In Disciplinary Core Idea ETS1.A, students are expected to define and delimit engineering problems, following specific criteria and constraints. This sequence of lessons exposes students to the engineering design process from start to finish.
During the calorimeter design process, students will need to test different materials to see which retains heat more effectively. This engages students in planning and carrying out investigations (SEP 3), analyzing and interpreting data (SEP 4), and designing solutions (SEP 6). Students are engaged in exploring thermal energy transfer and how to prevent it, addressing many core ideas in Disciplinary Core Idea PS3.B: Conservation of Energy and Energy Transfer.
Day Three involves testing a constructed prototype and making modifications in order to improve its function. Students design their own procedures and tests.
Links to the other three lessons in this series:
Instead of a Warm-Up, today I alot the first few minutes of class to check in with students in order to gauge their progress. I being by asking for a show of hands for how many had completed building their first prototype. Then, I ask for a show of hands indicating how many had tested their prototypes. (Almost all of my student groups had completed the build, but still needed to test their prototype.)
Once I learn where my students are in the process, I know what I need to do to support them in completing their testing process, analyzing those results, and determining appropriate modifications to their prototype for a redesign and rebuild. The goal is to have a working calorimeter by the end of day 4 (of which this lesson is day 3) that is at least a second iteration so that students have participated in the testing, rebuild, and retesting process.
After gauging where my students are in the process, I ask them to share some of their testing procedure with the class and what their results were. This is particularly helpful for groups who may need some guidance or feedback from the rest of the class as to how to proceed if they are stuck. Usually the confident groups are the ones who will voluntarily share out, but as they are sharing, I am scanning the room looking at my student faces and deliberately searching for groups who look hesitant or confused. I call on them next, asking what they have done so far and asking the rest of the class to provide suggestions when the sharing group mentions any dilemmas or setbacks.
I ask students to tell me what they feel they need to do today in order to achieve the goal of having a working calorimeter by the end of the next class meeting. (With little prompting, my students were able to share an action plan that included completing the first build, testing it, analyzing their data, rebuilding with modifications, and retesting.) I write this action plan on the whiteboard in order to keep students focused and to avoid the "what do we do next?" question.
During the Day 2 lesson, student groups received this handout: Group Prototyping -- Heat Container. Students will continue using this handout, particularly the backside of it, to list their testing procedure, their data collected, and their proposed modifications based on that data. I did continually remind students that their results needed to inform their proposed modifications.

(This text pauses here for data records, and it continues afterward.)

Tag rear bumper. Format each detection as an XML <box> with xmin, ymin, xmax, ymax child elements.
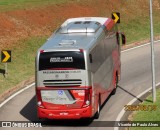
<box><xmin>37</xmin><ymin>106</ymin><xmax>92</xmax><ymax>119</ymax></box>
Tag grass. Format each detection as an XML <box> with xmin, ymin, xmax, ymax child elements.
<box><xmin>119</xmin><ymin>16</ymin><xmax>149</xmax><ymax>44</ymax></box>
<box><xmin>120</xmin><ymin>15</ymin><xmax>160</xmax><ymax>44</ymax></box>
<box><xmin>131</xmin><ymin>88</ymin><xmax>160</xmax><ymax>130</ymax></box>
<box><xmin>0</xmin><ymin>0</ymin><xmax>160</xmax><ymax>95</ymax></box>
<box><xmin>119</xmin><ymin>20</ymin><xmax>149</xmax><ymax>44</ymax></box>
<box><xmin>0</xmin><ymin>36</ymin><xmax>47</xmax><ymax>94</ymax></box>
<box><xmin>0</xmin><ymin>0</ymin><xmax>69</xmax><ymax>12</ymax></box>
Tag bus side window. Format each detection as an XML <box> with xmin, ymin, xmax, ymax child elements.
<box><xmin>90</xmin><ymin>39</ymin><xmax>105</xmax><ymax>73</ymax></box>
<box><xmin>116</xmin><ymin>32</ymin><xmax>120</xmax><ymax>45</ymax></box>
<box><xmin>115</xmin><ymin>25</ymin><xmax>120</xmax><ymax>45</ymax></box>
<box><xmin>90</xmin><ymin>47</ymin><xmax>98</xmax><ymax>72</ymax></box>
<box><xmin>104</xmin><ymin>31</ymin><xmax>112</xmax><ymax>58</ymax></box>
<box><xmin>101</xmin><ymin>32</ymin><xmax>105</xmax><ymax>61</ymax></box>
<box><xmin>97</xmin><ymin>35</ymin><xmax>105</xmax><ymax>65</ymax></box>
<box><xmin>89</xmin><ymin>54</ymin><xmax>93</xmax><ymax>63</ymax></box>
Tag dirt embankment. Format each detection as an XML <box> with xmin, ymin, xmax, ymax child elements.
<box><xmin>0</xmin><ymin>0</ymin><xmax>160</xmax><ymax>49</ymax></box>
<box><xmin>0</xmin><ymin>3</ymin><xmax>98</xmax><ymax>49</ymax></box>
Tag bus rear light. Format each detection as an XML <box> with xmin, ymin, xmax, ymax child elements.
<box><xmin>82</xmin><ymin>89</ymin><xmax>91</xmax><ymax>107</ymax></box>
<box><xmin>79</xmin><ymin>49</ymin><xmax>84</xmax><ymax>52</ymax></box>
<box><xmin>40</xmin><ymin>50</ymin><xmax>44</xmax><ymax>53</ymax></box>
<box><xmin>36</xmin><ymin>89</ymin><xmax>45</xmax><ymax>108</ymax></box>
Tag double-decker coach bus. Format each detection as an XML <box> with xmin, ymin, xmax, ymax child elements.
<box><xmin>35</xmin><ymin>17</ymin><xmax>125</xmax><ymax>119</ymax></box>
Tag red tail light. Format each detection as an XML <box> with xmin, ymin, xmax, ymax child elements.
<box><xmin>82</xmin><ymin>89</ymin><xmax>91</xmax><ymax>107</ymax></box>
<box><xmin>36</xmin><ymin>89</ymin><xmax>45</xmax><ymax>108</ymax></box>
<box><xmin>40</xmin><ymin>50</ymin><xmax>44</xmax><ymax>53</ymax></box>
<box><xmin>79</xmin><ymin>49</ymin><xmax>84</xmax><ymax>53</ymax></box>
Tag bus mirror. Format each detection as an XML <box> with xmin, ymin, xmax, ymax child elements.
<box><xmin>89</xmin><ymin>54</ymin><xmax>93</xmax><ymax>63</ymax></box>
<box><xmin>121</xmin><ymin>33</ymin><xmax>126</xmax><ymax>45</ymax></box>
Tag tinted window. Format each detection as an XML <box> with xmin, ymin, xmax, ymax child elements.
<box><xmin>39</xmin><ymin>51</ymin><xmax>85</xmax><ymax>71</ymax></box>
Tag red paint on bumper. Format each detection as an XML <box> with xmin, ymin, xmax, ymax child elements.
<box><xmin>37</xmin><ymin>106</ymin><xmax>92</xmax><ymax>119</ymax></box>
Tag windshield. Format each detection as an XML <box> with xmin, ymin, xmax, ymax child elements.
<box><xmin>39</xmin><ymin>51</ymin><xmax>85</xmax><ymax>71</ymax></box>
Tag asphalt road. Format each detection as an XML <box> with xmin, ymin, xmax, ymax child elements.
<box><xmin>0</xmin><ymin>42</ymin><xmax>160</xmax><ymax>130</ymax></box>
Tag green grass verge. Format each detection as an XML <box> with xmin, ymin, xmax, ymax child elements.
<box><xmin>120</xmin><ymin>15</ymin><xmax>160</xmax><ymax>44</ymax></box>
<box><xmin>0</xmin><ymin>0</ymin><xmax>69</xmax><ymax>12</ymax></box>
<box><xmin>131</xmin><ymin>88</ymin><xmax>160</xmax><ymax>130</ymax></box>
<box><xmin>0</xmin><ymin>36</ymin><xmax>47</xmax><ymax>94</ymax></box>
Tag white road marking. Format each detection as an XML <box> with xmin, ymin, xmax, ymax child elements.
<box><xmin>114</xmin><ymin>40</ymin><xmax>160</xmax><ymax>130</ymax></box>
<box><xmin>122</xmin><ymin>40</ymin><xmax>160</xmax><ymax>53</ymax></box>
<box><xmin>0</xmin><ymin>83</ymin><xmax>35</xmax><ymax>108</ymax></box>
<box><xmin>114</xmin><ymin>82</ymin><xmax>160</xmax><ymax>130</ymax></box>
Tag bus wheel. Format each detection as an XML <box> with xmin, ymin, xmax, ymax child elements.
<box><xmin>94</xmin><ymin>95</ymin><xmax>101</xmax><ymax>119</ymax></box>
<box><xmin>38</xmin><ymin>118</ymin><xmax>46</xmax><ymax>121</ymax></box>
<box><xmin>111</xmin><ymin>74</ymin><xmax>118</xmax><ymax>95</ymax></box>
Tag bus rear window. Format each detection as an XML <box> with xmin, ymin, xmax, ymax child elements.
<box><xmin>39</xmin><ymin>51</ymin><xmax>85</xmax><ymax>71</ymax></box>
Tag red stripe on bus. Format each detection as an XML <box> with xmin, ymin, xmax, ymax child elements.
<box><xmin>104</xmin><ymin>19</ymin><xmax>115</xmax><ymax>31</ymax></box>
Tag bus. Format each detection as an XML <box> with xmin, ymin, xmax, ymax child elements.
<box><xmin>35</xmin><ymin>17</ymin><xmax>125</xmax><ymax>119</ymax></box>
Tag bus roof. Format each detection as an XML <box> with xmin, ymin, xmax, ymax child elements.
<box><xmin>39</xmin><ymin>17</ymin><xmax>115</xmax><ymax>51</ymax></box>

Here are some student samples of that particular portion of the handout:
The first two samples show definite steps for their procedure and data recorded that can be compared to later tests of additional prototype designs--most of my honors level chemistry students produced work similar to this. The last sample is indicative of where a lot of my general chemistry students seemed to fall. The procedure does not result in a lot of quantitative data that can be analyzed, and the proposed modification was around function and use and not a modification based on collected data.
In order for students to acquire another set of cups for a redesign so they could build a modified prototype, I tell students that I need to see their handouts fully completed, front and back. Most students were able to test, analyze their data, and propose modifications to their designs during the first half of our class period. Student groups have the option of doing a completely new build (so they had a second calorimeter that they could test and then choose to use the most effective one) or just modifying their current prototype. The rule still stands that the total amount of materials used in one calorimeter cannot exceed 3 cups.
Samples of student builds:
The final step would be for students to have tested their second prototype and decided if their modifications were beneficial, harmful, or had no effect on the heat containing capability of their calorimeters. Most of my students will need to complete this second round of testing in the Day 4 lesson, the final lesson devoted to this engineering sequence. For the few students who are ready to do a final build, I want to see not only their handouts completed, but I also want to see their second round of data collected when they tested their second prototype. This data is recorded on a separate sheet of paper and stapled to the handout.